With no risk beyond what had been invested, the inflow of capital soared and contributed to quite explosive growth in productive capacity and innovation. New markets and new sources of raw materials were required to satisfy the demands of factories — and to consume the end products: colonialism came into its own, with the colonies providing both raw materials and larger markets.
At the same time, the competition between various producers intensified, forcing them into more efficient means of production, mainly in terms of machinery. Water wheels gave way to steam that, in turn, gave way to electrical power. Then, in the past 50 years came a revolution that the world has still fully to come to terms with: the development of the integrated circuit, the micro chip.

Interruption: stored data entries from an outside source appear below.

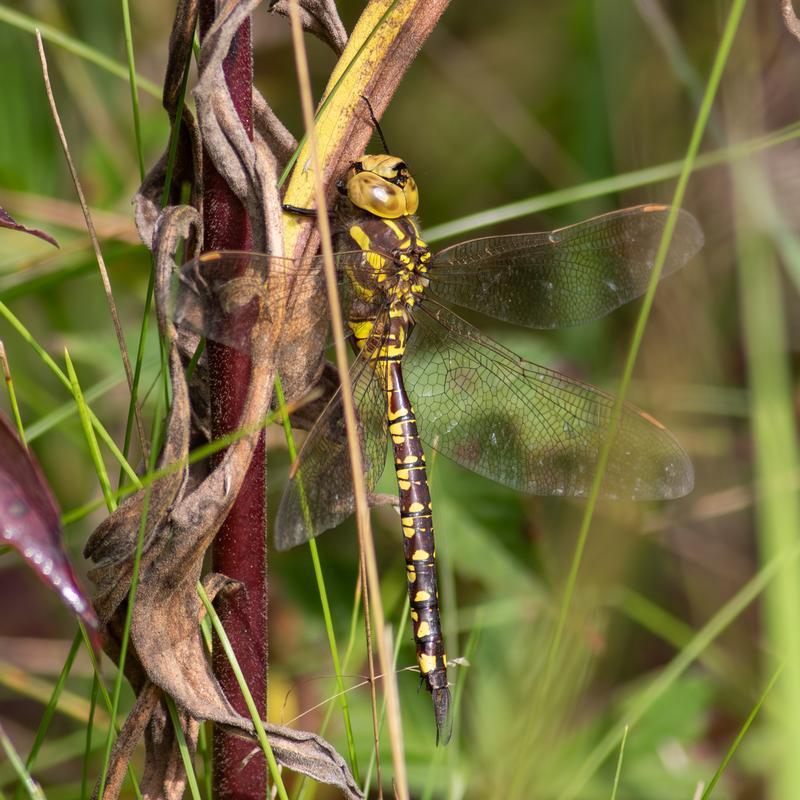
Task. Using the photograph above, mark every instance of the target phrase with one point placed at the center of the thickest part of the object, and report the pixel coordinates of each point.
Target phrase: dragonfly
(425, 378)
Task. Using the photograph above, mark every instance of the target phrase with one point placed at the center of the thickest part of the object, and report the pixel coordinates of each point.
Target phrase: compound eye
(376, 195)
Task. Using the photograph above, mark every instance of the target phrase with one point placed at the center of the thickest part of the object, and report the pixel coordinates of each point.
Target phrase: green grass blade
(323, 596)
(712, 86)
(172, 155)
(742, 732)
(204, 745)
(186, 756)
(7, 314)
(32, 788)
(682, 661)
(12, 395)
(618, 772)
(605, 186)
(87, 752)
(58, 415)
(777, 457)
(248, 698)
(30, 25)
(50, 709)
(88, 431)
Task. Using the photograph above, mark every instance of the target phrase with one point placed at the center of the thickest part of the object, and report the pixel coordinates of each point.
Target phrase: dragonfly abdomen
(418, 543)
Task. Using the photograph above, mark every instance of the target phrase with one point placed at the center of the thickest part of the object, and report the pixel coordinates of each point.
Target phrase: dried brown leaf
(7, 221)
(319, 17)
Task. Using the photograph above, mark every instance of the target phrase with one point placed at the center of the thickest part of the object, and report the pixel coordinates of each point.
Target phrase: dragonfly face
(474, 401)
(381, 185)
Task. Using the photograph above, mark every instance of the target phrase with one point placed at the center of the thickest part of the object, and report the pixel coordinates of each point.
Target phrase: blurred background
(682, 611)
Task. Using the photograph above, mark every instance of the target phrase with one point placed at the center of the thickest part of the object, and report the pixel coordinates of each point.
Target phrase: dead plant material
(790, 18)
(180, 516)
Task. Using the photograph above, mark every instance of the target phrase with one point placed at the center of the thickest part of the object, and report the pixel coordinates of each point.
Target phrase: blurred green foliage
(504, 103)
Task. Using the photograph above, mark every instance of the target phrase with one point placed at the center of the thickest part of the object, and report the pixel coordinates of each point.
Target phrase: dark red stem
(240, 547)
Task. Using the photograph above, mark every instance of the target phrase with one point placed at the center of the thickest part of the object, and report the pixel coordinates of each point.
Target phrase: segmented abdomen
(418, 541)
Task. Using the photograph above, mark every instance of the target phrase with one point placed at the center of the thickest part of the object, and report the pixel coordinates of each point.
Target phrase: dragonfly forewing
(567, 276)
(319, 494)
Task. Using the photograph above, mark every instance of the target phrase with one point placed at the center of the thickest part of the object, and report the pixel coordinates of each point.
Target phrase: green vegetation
(660, 654)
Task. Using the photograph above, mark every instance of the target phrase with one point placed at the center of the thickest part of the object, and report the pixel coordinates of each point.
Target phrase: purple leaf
(7, 221)
(30, 522)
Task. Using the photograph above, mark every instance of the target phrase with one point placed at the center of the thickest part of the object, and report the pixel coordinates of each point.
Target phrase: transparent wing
(527, 426)
(567, 276)
(320, 494)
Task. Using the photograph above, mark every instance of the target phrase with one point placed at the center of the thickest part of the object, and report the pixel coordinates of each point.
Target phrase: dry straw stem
(95, 243)
(385, 41)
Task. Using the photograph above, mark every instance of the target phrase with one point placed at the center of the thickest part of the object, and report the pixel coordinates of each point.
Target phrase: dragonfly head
(381, 185)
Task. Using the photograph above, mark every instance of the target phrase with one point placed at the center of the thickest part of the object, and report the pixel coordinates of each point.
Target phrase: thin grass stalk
(366, 543)
(9, 316)
(618, 771)
(172, 154)
(123, 650)
(712, 86)
(777, 458)
(25, 22)
(673, 671)
(32, 789)
(132, 80)
(186, 756)
(87, 750)
(323, 595)
(12, 395)
(246, 694)
(742, 733)
(94, 450)
(50, 710)
(113, 722)
(625, 181)
(112, 306)
(198, 454)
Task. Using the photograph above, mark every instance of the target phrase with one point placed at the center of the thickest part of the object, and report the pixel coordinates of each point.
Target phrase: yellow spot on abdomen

Never before in human history has the capacity existed to produce more, more efficiently, with so little labour. But, at the same time, labour — men and women paid a wage to produce goods and services — are also consumers. They constitute the market. If they have no work, they have no money and they cannot buy the flood of goods available.
Herein lies the nub of the problem. And while Roubini and others may have acknowledged this, they appear to blame a lack of regulation that led to “irresponsible lending” as the primary cause. Some economists also quote the example of the regulatory regimes introduced in the wake of the 1929 Wall Street crash. These regimes, applying the theories of John Maynard Keynes, are claimed to have brought the world out of the Great Depression. They did not. World War II did, by shattering the infrastructure and productive capacity of Europe, Japan and a lot of the East. So widespread war, the devastation it causes and the horrible losses, mainly to millions of working people, is a possible solution to maintaining the present system, by simply repeating the same cycle over again.
This tinkering with regulation or deregulation will, therefore, change nothing fundamental in a system that is at fault. Calls for nationalisation, also fall into the same category because ownership is not the issue. Whether an enterprise is owned by an individual, a family, a company or a government is irrelevant within the existing system that demands competition and accumulation.
The US academic economist Richard Wolff has come to the conclusion that to have the necessary “harmony” in the global economy, we need to “democratise our economic practice”. In other words to allow workers and communities to have a direct say in the productive process. However, on the margins of this debate there are those who point out that democratic control of the economy would not be possible overall without similar political control; that the political systems by which we live reflect the hierarchical and elitist nature of the economy.
This is where the debate should go. To use that awful cliché, it is time to think out of the box; to challenge notions that have become embedded, especially over the past 200 years. Then, perhaps, we may find a way out of what looks like the worst and potentially the longest economic crisis ever.